第20章 秋祭りのお手伝い
「そこまで生地を大切に使ってくれると、売る方としても嬉しいよ。だけど、細かい作業は出来上がりは綺麗になるけど、本当に時間もかかるし、大変だよね」
「はい。仕事の合間を見つけて、少しずつ縫ったんですよ。一つ一つは小さいので時間はそこまでかからなかったからできましたね。そうそう、元々リボンは、本当はここにつけてたんですよ。今日は幸子さんに髪の毛に結ばれてしまって…」
リボンを結んでいた場所を指差す。笑いながら答えたが、幸子さんの強引さを思いだし、若干ひきつっているのが自分でも分かる。
「え?そのリボンは髪の毛を結ぶ用じゃなかったの?」
「いや、元々はそうなんですけどね。作ったものの、流石に年齢的に厳しいなぁって。でも可愛いらしくできたので、この前掛けにつけてたんです。そしたら、毎日使えるでしょ。だけど、今日は幸子さんに見つかりまして…ほぼ強制的に…」
ふと、その強引さを思い出す。幸子さんは勇一郎さんの母親だ。変なことは言えないなぁと、最後は視線を反らしながら、ぶつぶつと呟いた。

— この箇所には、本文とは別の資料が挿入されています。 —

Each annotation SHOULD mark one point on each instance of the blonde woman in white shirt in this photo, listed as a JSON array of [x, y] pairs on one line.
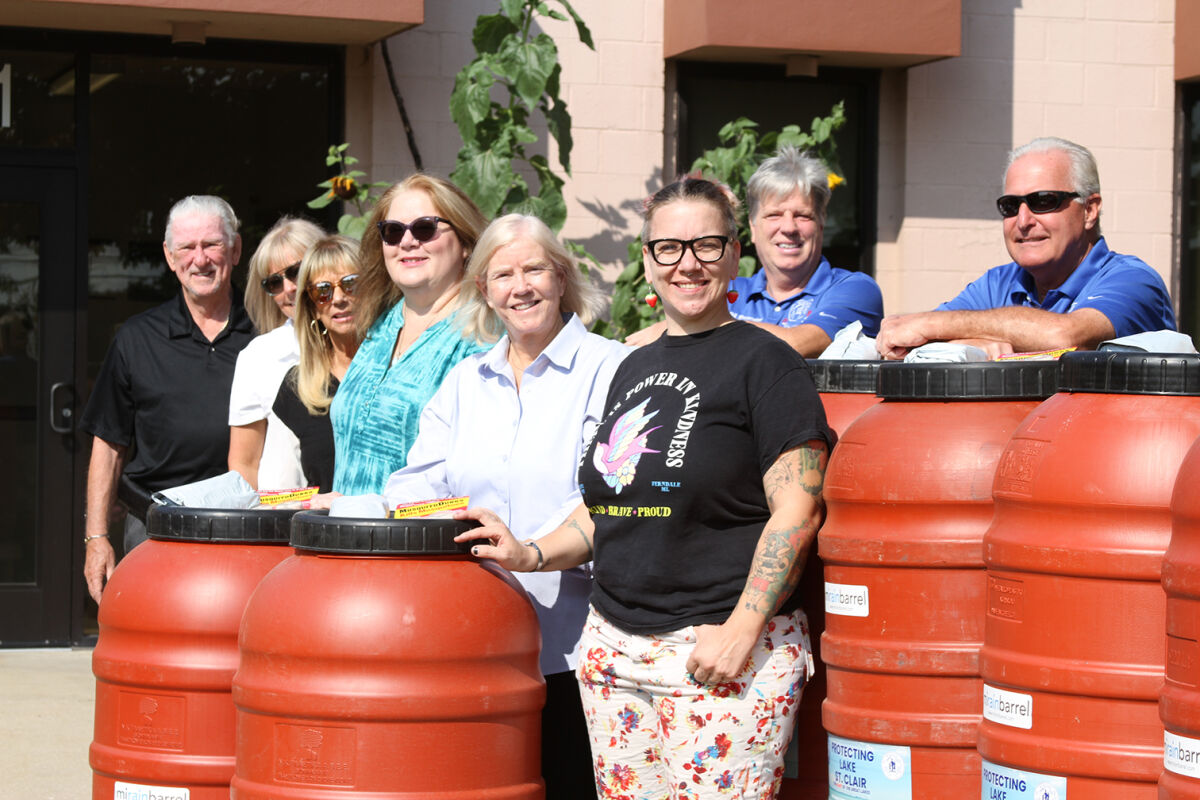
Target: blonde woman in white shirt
[[261, 447], [507, 428]]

「ははっ!強引な母さんならやりそうだ。でも、似合ってるよ。年齢的に厳しいってのが、僕には分からないけど、可愛いよ。その生地を使ってるから、落ち着いて見えるし。全然つけてても問題ないと思うよ」
流石、呉服屋の若旦那だ!お店のお客さんじゃないのに、褒めてくれる。お世辞だとは分かっていても、やっぱり褒められると嬉しいものだ。
「ありがとうございます。お世辞でもすごく嬉しいです。今日は客寄せのためにと、心を決めてがんばってますから」
「いや、本当に似合ってるんだけど」
そうは言われても、お世辞だとしか思えない。勇一郎さんの顔もひきつっているし。
「本当にお上手ですね。でも、私に言っても何も出ないですから。お店のお客さんを褒めてあげてくださいね」
「いや、本当…」
このままお世辞を続けられるのも身が持たない。急いでお饅頭を包んでしまおう。そう思えばすぐに準備できた。